Сорок дней проходит, как дурачок умер. Земля намагничивает его душу, притягивает к себе, и я не хочу сопротивляться, я уже парю над ней и, опускаясь все ниже, радуюсь возвращению на Землю, в родной город. Знаю, в чье тело мне переселиться, выбрала, странствуя в космосе. Успеть бы только. К дому, где жил Глеб, примыкает дом, где живет знаменитый художник, его окна смотрят во двор. Он давно не выходит на улицу. Говорят, раньше его картины были прекрасны, но художник изработался, потерял светлую душу и стал рисовать скучно, обыкновенно. Ума много в его картинах, говорят, а души нет. Он потому и не выходит, что стыдно показаться людям, его ведь назвали народным художником. Где он душу-то потерял? Почему тело живым осталось? Разве так бывает? Бедный он, несчастный… Слышала, что я золотая душа, добрая и любящая, я и пригожусь теперь художнику, заменю ему потерянную душу. Лечу к его дому, но прежде вижу свой, и так хочется мне в последний раз увидеть мамку, так грустно одинокой душе. Времени нет, надо торопиться. Снижаюсь до окон художника и через раскрытую форточку влетаю в квартиру. Хозяин сидит в кресле, тощий, небритый, неряшливый, и халат на нем помятый, а из-под халата видна голая грудь. Еще не очень старый он, а морщинистый, бледный, изношенный. На коленях у него кошка. Больше никого в квартире не видно и не слышно, художник живет один, все его бросили. Он гладит кошку, прикрыл глаза и словно спит. В комнате пыль, беспорядок, и постель не убрана. Возле кресла на полу стоит бутылка. Художник опускает за кресло руку, берет бутылку и подносит горлышко ко рту. «Сейчас, сейчас! – думаю я. – У тебя прояснятся тусклые глаза. Ты встрепенешься и порозовеешь, захочешь вымыться под душем, гладко побриться и хорошенько поесть, а дальше чему-то обрадуешься и не поймешь – чему, но помчишься, как на крыльях, в свою мастерскую, чтобы взяться за работу. Сейчас, сейчас!..»

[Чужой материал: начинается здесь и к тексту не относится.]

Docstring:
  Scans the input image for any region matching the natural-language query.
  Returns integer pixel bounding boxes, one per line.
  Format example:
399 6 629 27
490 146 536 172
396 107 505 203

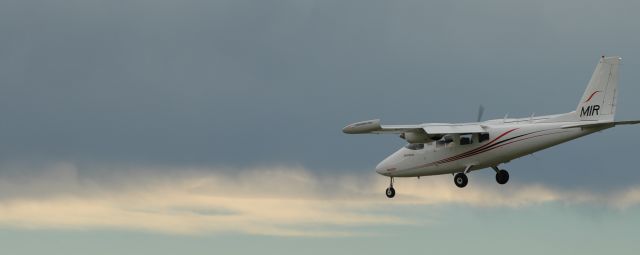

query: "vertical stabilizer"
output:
576 56 622 121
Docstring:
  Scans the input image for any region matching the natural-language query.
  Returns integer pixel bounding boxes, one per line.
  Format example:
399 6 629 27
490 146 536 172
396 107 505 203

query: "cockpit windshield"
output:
404 143 424 151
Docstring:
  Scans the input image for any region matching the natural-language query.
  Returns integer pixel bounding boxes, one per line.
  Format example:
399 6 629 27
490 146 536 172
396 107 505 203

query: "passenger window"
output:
404 143 424 151
460 134 473 145
480 133 489 142
436 135 453 148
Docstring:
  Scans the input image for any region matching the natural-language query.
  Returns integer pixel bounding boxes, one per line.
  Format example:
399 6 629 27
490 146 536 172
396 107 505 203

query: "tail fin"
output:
576 56 622 121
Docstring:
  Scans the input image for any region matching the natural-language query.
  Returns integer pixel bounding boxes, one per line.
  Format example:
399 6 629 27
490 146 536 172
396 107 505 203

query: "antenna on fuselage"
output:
476 105 484 122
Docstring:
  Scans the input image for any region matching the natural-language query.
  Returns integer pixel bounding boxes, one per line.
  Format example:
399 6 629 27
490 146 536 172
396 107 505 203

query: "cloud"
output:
0 163 640 236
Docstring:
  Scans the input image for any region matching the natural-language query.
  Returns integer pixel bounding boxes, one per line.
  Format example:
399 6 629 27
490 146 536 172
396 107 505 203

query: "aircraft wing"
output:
342 119 485 135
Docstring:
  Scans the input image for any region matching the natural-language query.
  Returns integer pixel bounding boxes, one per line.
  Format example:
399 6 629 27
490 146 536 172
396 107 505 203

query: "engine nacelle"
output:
400 132 433 143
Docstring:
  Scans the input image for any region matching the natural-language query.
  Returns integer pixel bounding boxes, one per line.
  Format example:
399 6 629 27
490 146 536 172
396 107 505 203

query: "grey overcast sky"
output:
0 0 640 254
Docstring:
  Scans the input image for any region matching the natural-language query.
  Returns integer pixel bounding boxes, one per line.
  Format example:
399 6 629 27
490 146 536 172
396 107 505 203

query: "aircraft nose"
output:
376 158 395 175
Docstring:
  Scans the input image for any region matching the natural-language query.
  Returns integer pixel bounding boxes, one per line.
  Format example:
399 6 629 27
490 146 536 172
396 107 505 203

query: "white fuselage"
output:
376 115 613 177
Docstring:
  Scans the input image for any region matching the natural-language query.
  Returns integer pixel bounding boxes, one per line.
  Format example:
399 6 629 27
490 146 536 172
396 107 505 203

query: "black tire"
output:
453 173 469 188
496 169 509 184
385 187 396 198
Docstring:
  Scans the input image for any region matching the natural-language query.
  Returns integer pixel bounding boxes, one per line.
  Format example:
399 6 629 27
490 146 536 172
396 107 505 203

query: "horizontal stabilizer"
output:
562 120 640 128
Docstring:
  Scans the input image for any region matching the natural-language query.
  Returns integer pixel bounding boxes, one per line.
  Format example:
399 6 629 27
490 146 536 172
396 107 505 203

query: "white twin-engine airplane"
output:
342 56 640 198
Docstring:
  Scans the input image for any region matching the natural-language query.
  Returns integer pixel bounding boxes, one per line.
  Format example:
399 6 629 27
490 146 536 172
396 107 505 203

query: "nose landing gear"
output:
385 177 396 198
453 173 469 188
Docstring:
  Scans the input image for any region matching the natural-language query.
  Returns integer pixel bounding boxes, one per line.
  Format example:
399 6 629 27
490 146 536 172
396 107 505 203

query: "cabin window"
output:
404 143 424 151
479 133 489 142
460 134 473 145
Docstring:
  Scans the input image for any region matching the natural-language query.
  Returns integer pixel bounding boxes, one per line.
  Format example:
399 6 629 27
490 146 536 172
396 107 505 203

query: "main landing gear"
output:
385 177 396 198
491 166 509 184
453 166 509 188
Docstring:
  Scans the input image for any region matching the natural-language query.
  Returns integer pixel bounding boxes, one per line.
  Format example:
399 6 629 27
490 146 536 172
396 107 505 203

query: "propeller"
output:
476 105 484 122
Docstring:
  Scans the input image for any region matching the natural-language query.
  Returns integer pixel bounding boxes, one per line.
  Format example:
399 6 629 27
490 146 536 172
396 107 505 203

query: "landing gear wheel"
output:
496 169 509 184
453 173 469 188
385 187 396 198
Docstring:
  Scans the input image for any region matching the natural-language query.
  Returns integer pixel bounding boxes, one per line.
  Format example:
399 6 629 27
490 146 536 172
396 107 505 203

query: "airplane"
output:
342 56 640 198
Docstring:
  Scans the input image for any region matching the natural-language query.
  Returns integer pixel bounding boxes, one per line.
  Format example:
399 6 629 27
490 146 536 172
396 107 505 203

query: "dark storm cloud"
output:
0 0 640 187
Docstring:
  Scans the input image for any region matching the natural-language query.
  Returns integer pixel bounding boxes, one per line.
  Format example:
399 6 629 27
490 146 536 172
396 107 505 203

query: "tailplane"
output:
575 56 622 121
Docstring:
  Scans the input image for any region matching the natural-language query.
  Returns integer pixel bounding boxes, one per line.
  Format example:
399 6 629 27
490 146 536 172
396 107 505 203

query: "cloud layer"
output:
0 163 640 236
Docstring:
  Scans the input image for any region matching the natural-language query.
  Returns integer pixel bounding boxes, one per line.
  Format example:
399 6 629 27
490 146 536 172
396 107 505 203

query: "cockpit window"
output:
479 133 489 142
404 143 424 151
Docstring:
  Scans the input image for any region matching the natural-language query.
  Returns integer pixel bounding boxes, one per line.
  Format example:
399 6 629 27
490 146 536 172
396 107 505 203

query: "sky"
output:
0 0 640 254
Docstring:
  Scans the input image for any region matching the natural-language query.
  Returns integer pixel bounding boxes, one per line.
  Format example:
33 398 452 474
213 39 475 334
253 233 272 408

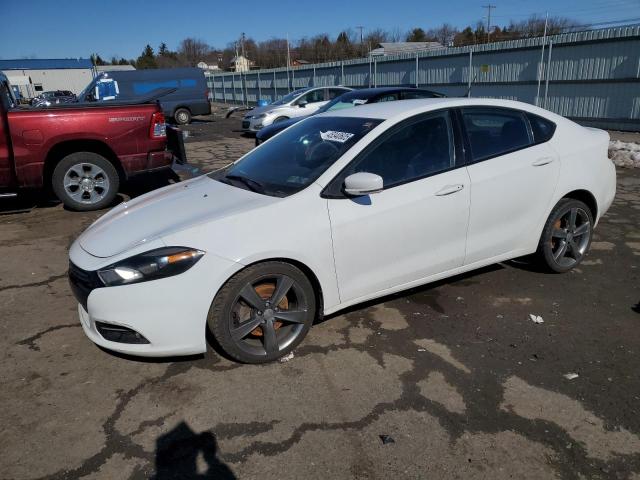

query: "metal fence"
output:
207 25 640 131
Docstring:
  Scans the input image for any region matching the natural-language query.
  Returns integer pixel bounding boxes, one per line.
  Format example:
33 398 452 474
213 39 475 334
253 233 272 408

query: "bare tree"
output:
178 37 211 67
427 23 458 47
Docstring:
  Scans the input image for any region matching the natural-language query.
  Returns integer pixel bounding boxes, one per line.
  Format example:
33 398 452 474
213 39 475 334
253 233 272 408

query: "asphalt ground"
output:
0 115 640 480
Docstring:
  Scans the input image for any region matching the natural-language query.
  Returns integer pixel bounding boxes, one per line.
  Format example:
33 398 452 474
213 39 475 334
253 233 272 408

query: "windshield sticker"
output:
320 130 353 143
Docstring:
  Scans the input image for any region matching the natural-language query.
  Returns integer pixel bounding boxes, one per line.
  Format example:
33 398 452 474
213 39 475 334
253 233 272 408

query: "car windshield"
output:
318 92 378 113
271 89 307 105
209 117 382 197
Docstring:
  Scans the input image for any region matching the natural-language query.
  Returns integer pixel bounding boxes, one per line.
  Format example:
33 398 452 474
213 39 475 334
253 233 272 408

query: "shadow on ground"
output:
151 421 237 480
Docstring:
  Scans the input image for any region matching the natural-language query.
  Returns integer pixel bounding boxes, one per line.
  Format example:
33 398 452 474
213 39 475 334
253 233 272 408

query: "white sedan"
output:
69 98 616 363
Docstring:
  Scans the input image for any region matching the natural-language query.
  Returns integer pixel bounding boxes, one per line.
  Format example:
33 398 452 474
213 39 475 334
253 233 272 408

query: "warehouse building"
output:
0 58 95 98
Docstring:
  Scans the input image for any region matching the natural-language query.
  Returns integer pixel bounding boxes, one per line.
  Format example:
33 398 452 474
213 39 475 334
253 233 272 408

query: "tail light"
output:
149 112 167 138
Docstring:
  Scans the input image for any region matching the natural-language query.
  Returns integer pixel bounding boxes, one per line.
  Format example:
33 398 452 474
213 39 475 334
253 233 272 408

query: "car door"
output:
326 110 469 302
0 81 14 187
290 88 327 117
460 107 560 264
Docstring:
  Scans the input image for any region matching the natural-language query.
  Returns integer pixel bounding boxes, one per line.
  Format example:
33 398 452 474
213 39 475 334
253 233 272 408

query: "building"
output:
371 42 444 56
95 64 136 73
0 58 95 98
230 55 255 72
196 62 220 72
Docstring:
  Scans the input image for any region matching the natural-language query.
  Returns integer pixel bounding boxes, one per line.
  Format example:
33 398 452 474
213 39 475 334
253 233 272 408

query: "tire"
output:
173 107 191 125
536 198 593 273
207 261 316 363
51 152 120 211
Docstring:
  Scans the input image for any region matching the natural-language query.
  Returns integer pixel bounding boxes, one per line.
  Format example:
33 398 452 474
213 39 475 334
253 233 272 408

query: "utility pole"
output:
482 4 496 43
287 33 291 92
356 25 364 55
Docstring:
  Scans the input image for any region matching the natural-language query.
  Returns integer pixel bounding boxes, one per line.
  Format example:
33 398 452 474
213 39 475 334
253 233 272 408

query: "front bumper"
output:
71 248 242 357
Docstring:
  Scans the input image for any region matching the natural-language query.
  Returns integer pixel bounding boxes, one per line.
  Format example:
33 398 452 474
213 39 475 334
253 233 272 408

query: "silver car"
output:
242 87 352 132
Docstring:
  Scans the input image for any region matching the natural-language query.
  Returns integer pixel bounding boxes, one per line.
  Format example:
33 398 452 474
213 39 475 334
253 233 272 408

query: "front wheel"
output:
537 198 593 273
51 152 120 211
207 262 316 363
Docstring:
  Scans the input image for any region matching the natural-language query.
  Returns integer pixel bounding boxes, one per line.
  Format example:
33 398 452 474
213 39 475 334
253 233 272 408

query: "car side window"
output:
376 93 399 103
402 91 433 100
344 111 455 188
0 82 14 110
327 88 347 100
527 113 556 143
302 88 324 103
462 108 533 162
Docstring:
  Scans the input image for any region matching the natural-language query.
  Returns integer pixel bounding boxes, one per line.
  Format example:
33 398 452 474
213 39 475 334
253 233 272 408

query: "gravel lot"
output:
0 115 640 480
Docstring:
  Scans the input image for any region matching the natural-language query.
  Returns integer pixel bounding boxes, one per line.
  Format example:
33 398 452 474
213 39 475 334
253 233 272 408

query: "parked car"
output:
78 68 211 125
256 87 445 145
69 98 616 363
0 74 181 210
29 90 76 107
242 87 351 133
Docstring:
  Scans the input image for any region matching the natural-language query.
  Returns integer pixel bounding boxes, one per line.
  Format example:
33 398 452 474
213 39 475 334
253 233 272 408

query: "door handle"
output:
436 183 464 197
531 157 553 167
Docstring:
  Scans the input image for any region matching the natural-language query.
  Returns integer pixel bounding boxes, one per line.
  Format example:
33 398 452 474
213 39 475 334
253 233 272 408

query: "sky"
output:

Он запрокидывает голову и хочет глотнуть из бутылки. Я опережаю вино и прежде него вливаюсь в бренное тело.
Душа Альберта Карышева
Смерть уже подступала ко мне, когда я был помоложе, но смилостивилась смерть и не отделила душу от тела. Теперь я устаю, старею, и душа моя готовится к стремительному полету меж звездами.
Я примерно знаю, как это произойдет. Душа покинет тело скоро и бесшумно, но не прямо вырвется на свободу – сперва минует длинный коридор, тоннель или глубокий колодец, в которых встретит образы близких мне людей, покойников разных поколений, а в конце она увидит свет солнца, такой же праздничный и тревожный, какой поражает младенца, выходящего в мир людей из лона матери. Тоннель я помню хорошо. Моя душа достигала его середины, но потом вернулась назад, в тело…
Девять дней после моей смерти она будет свободно летать над Землей, как всякая человеческая душа, и, пользуясь особой текучестью своей субстанции, проникнет всюду, куда ее повлекут чутье и любопытство (я условно приземляю особые качества отлетевшей души, даю им обиходные названия, так как других не знаю).